I was just about to say this. Souls this, souls that. No, it doesn’t even come close.
So it’s like a Monster Hunter clone then?
Nioh is the only decent souls like, even then just play Dark Souls or Bloodborne.
The dismember and loot system is shit because the items are as meaningless as this games existence.
Ha! Harsh much?
If I hadn’t played the game myself I might agree, but unfortunately what janedoe says is pretty on the money.
It is lacking in more ways than one. The dismember system being rather gimmicky with little real value to it is just one of its issue, and the asking price is absurd for what becomes an incredibly repetitive experience.
It is basically just another Lords of the Fallen, which was the previous Souls-like game from the developer, and simply cannot contend with the Souls/Bloodborne games.
These souls like games lack the soul, that is literally the only appropriate way to put it. Nioh was enjoyable but these games aren’t going to capture the magic that only Miyazaki’s studio can create, there’s so much more outside of gameplay that makes souls great.
I would like to play The Surge, but unfortunately it’s quite an expensive title and there’s no demo available.
Step 1. Xbox live membership
Step 2. Wait 15 months
Worked with Lords of the Fallen unfortunately that game was less than stellar.
All these psuedo souls clones forget the two best things about souls: the amazing levels and the online features
Exactly, and to that I’d add atmosphere and (admittedly enigmatic) story.
I’ve played until the second boss, and the game lacks, dare I say it, soul.
It’s technically competent and certainly has its merits, but I decided to put it on the back burner and start a NG++ of Dark Souls. Just arrived at Anor Londo last night; it’s still impressive by contemporary standards (especially @ 4k thanks to Durante).
I don’t have an X-Box One, unfortunately. Got a PS4.
I did get Lords of the Fallen on PS4 for free via Playstation Plus. It’s a very pretty, beautiful game, but the game just felt so slow and repetitive.
Man, I’m loving The Surge. Satisfyingly responsive and tactically-interesting combat, plenty of gear variety with meaningful changes, and the implants are a game-changer. It’s possible to create all kinds of different builds for different playstyles by collecting and installing the right amps.
The levels have been designed by the mad genius apprentice of E. M. Escher, looping back on themselves to open up new shortcuts with a delicious frequency even more gratuitous than the Undead Burg.
The levelling/experience/currency system borrows one of the best parts from Lords of the Fallen – the multiplier you get for not cashing in/visiting a medbay (bonfire).
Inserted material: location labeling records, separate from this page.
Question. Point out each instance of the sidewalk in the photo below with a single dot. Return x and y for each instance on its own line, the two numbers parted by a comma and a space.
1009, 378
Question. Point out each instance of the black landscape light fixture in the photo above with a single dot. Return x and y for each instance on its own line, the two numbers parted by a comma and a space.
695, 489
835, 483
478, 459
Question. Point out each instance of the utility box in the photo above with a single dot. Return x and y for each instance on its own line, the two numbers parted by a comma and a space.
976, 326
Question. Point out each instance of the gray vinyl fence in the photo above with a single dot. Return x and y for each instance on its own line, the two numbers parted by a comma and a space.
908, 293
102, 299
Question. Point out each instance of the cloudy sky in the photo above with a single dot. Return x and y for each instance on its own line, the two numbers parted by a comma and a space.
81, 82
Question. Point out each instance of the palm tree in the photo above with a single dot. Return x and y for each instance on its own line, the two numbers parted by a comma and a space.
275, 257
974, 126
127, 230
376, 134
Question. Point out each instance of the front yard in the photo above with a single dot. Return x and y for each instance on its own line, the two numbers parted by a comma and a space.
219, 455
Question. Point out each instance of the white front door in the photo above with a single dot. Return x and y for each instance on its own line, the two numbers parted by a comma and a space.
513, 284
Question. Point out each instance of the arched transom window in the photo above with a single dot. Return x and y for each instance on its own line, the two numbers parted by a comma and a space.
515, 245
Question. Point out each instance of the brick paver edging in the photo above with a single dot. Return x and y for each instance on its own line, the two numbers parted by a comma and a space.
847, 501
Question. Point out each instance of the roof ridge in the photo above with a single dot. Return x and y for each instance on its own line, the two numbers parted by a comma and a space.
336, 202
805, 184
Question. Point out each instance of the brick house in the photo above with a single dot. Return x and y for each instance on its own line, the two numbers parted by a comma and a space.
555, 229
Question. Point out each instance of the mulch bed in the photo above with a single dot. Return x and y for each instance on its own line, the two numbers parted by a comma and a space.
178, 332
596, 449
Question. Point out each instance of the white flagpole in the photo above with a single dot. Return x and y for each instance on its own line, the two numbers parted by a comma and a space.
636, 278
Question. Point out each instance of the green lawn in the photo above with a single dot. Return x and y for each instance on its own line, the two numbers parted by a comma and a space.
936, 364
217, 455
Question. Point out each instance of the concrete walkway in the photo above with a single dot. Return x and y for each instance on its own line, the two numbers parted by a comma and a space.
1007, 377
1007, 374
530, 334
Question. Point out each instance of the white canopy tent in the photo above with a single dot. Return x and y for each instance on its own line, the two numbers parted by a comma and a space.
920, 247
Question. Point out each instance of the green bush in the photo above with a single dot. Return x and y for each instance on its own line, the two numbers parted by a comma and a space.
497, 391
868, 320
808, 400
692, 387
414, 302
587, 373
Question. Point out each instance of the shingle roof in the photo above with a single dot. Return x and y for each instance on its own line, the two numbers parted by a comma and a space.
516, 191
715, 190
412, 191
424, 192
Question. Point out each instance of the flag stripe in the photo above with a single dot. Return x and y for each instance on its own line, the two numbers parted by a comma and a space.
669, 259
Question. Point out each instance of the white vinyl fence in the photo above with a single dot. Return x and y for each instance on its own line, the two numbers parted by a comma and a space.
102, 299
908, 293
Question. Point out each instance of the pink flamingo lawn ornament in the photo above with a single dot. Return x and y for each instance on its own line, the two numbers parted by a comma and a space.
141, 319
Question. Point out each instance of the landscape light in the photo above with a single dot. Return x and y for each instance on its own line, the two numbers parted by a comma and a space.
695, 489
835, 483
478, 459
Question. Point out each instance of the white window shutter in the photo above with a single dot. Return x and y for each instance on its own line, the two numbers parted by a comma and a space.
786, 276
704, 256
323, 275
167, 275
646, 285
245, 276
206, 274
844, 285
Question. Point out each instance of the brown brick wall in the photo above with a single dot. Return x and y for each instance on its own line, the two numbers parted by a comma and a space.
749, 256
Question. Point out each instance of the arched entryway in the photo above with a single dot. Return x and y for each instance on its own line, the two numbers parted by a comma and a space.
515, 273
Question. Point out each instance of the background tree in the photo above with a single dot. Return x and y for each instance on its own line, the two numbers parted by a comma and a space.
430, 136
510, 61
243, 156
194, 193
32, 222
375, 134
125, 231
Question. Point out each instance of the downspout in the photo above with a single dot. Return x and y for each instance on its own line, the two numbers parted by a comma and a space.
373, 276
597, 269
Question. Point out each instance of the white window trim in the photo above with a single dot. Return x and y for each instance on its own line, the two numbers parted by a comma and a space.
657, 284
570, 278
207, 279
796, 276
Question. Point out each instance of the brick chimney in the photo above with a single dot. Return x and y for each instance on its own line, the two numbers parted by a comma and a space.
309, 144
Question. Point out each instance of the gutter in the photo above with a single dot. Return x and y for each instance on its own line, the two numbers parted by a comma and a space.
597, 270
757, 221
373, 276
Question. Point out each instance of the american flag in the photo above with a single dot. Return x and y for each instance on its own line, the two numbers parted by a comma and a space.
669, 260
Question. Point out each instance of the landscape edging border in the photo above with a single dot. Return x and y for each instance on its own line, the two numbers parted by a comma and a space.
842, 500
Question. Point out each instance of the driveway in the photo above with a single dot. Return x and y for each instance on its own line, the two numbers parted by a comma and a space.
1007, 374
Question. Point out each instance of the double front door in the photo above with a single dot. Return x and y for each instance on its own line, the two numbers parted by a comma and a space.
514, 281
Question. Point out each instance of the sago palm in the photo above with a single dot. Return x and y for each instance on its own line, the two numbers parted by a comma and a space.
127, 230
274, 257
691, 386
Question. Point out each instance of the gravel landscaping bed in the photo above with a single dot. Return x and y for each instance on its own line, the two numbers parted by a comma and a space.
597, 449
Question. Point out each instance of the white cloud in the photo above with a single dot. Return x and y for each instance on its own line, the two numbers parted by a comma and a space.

The greater the collection of scrap (souls) you carry, and the longer you carry it, the higher your gain multiplier goes up, actively encouraging and rewarding riskier play.
Also, I’ve just discovered after completing a few major plot points that the game has the balls to do something I wish more soulslikes would do: change the previous zones. It’s already an enormously satisfying metroidvania in that you learn new skills that unlock previously inaccessible areas in the earliest zones, but if you advance the story, some parts of that terrain and the zones get populated with different, harder foes, in response to story events, presenting an entirely new challenge to shake you out of ‘farm route memorized’ complacency.
Also, as you play NG+, NG++ the environments change further.
The start of NG+ when you are going through the train station for example has a vent that’s collapsed and has killed someone.
Pretty damn cool. And subtle things… environment more damaged, enemies more aggresive and wearing different gear (random enemy in the first level who is wearing a mixture of black cerberus and crysallis gear). Excellent way to really mess you up.
Oh and on NG+ when you get Iriana the staff she drops for you in the first playthrough (if you fully helped her) she says its badass and reacts to it.
Proper planning!
I bought it, and am having a blast. It is inherently unfair however; compare with other ‘punishing’ games (I love how every article for this game has Dark Souls in it, even though Demons Souls came first) which are just ‘high learning curve’).
I’d actually put this about Dark Souls in terms of ‘fun’ and ‘tension’.